Spring is finally here in Southern New England. Longer days, warmer weather. Flowers are beginning to bloom, wild animals are giving birth. It is a time for renewal. It’s time for spring cleaning.
For many of us, spring cleaning is about deep-cleaning our homes. We climb into all those hard-to-reach spaces. We wash, maybe even change, the curtains and other décor that is difficult to clean regularly. We bring more bright and pastel colors into our spaces versus the darker, warmer colors that we’ve had during the winter months. This is also a great time to “spring clean” our bodies. Many people choose to do a diet cleanse or go through a panchakarma (a guided ayurvedic detox program); what about cleansing the mind?
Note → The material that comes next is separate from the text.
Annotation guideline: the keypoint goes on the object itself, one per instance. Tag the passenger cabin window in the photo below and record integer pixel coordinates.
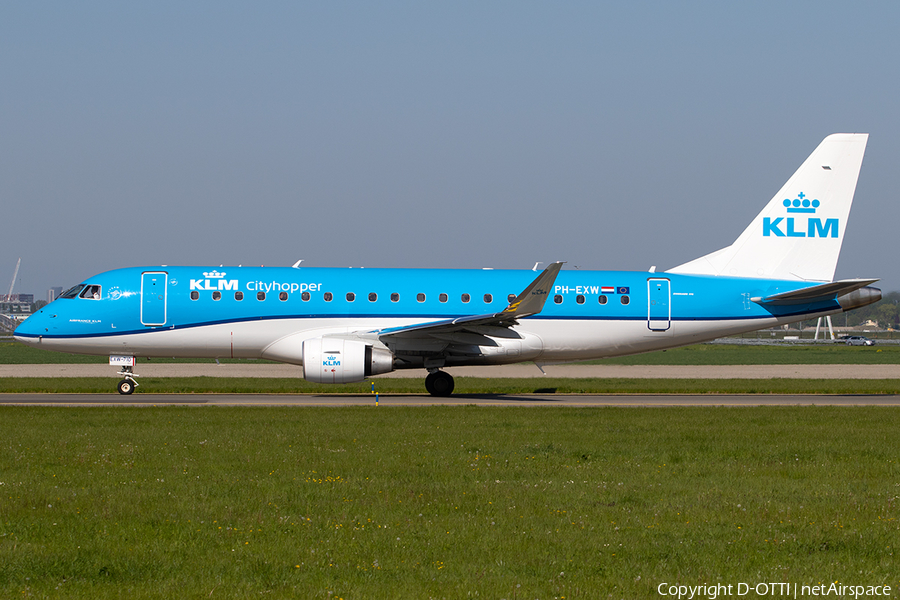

For me, this means more meditation and contemplation. This spring I am looking at all the information I take in to observe how it affects me. Does it feed me or starve me? News, social media, the people I surround myself with. I have also started observing my self-talk. This is a difficult one as many of us – myself included – have learned to be critical and judgmental of ourselves. Words that connotate being less-than or unworthy pop up at random, often unexpected, times. It has become part of my spiritual practice to pause that mental dialogue as soon as I recognize it, observe the situation at hand, then counter with a supportive thought. This is ahimsa (non-harming) in action, aimed at the self.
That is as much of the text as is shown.